Can you give another example?

A couple in their mid-50s, both of whom had been married before, were having a wedding. It was a quiet occasion with only the immediate family present. The husband was a widower and when one family member rose to make a toast to the new wife at the reception he called her by the first wife’s name. He tried to recover, but it was impossible. He had simply said what was on everyone else’s mind—the dead wife was a brooding presence at the reception.

Why do we relish tales of other people’s humiliation?

Because it illustrates the fundamental humanity of everyone. It cuts people down to size. We realize that in spite of all our differences we are all alike. And sometimes we simply enjoy seeing the pompous person deflated a little.

What is the most embarrassing incident you’ve come across?

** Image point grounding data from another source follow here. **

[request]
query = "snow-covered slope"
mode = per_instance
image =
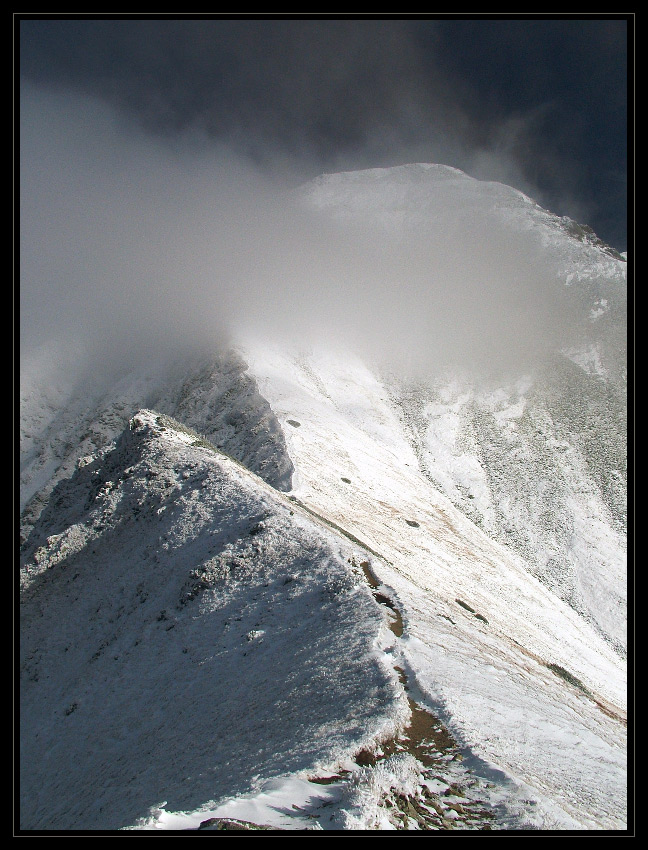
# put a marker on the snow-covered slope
(197, 644)
(185, 635)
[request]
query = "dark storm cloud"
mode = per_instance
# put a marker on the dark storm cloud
(538, 104)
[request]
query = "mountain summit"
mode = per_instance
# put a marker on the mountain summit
(376, 581)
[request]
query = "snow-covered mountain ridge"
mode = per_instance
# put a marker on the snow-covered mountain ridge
(490, 518)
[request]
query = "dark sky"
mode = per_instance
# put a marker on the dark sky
(538, 104)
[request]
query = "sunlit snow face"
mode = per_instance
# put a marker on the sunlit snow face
(133, 247)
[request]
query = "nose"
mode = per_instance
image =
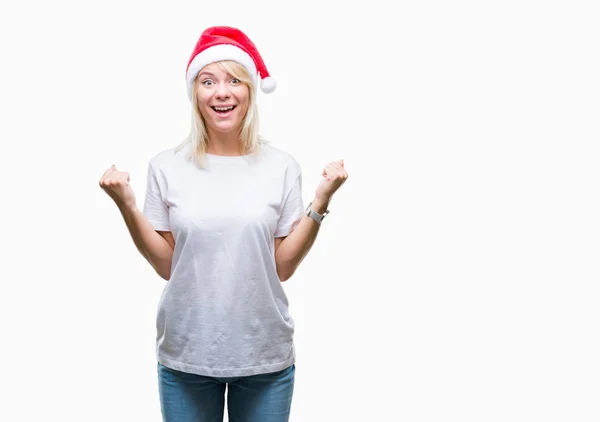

It involved the main speaker at a large formal dinner. Just as the chocolate mousse and coffee were being served, the master of ceremonies leaned over, said he was going to introduce the speaker and also informed the man that his fly was open. Flustered, the man zipped up quickly, unfortunately catching the tablecloth in the process. When he stood up to speak he took the tablecloth with him as well as carafes of coffee, mousse, dishes, candles and even the flower arrangements.

What happened then?

He sat down and bent over trying to disengage himself, but the zipper stuck. People then leaped to help him, believing he was having a heart attack. Eventually a waiter produced a pair of scissors, and the man cut himself loose. The audience first began to titter, then totally lost control, laughing uproariously. The poor fellow finally finished his talk but didn’t speak in public again for many years.

Do all people react the same way?

No. People with low self-esteem are easily embarrassed; people with a better self-image are less likely to be. Then, too, some people have secretaries, stage managers or entire public relations firms to protect them from such situations.

How do you cope with an embarrassing moment?

I just shrug my shoulders and claim that I’m testing out an idea for a study. The best thing is to prepare for situations. A good deal of the time these mortifications can be prevented if people can foresee what problems may arise. Having someone rehearse a job interview with you, for example, can help you handle questions more easily. But the only sure way of avoiding embarrassment is to avoid new situations—stay in your house, don’t get married, don’t get divorced, don’t take a new job. In short, become a hermit. You may be ashamed sometimes, but you won’t ever be embarrassed.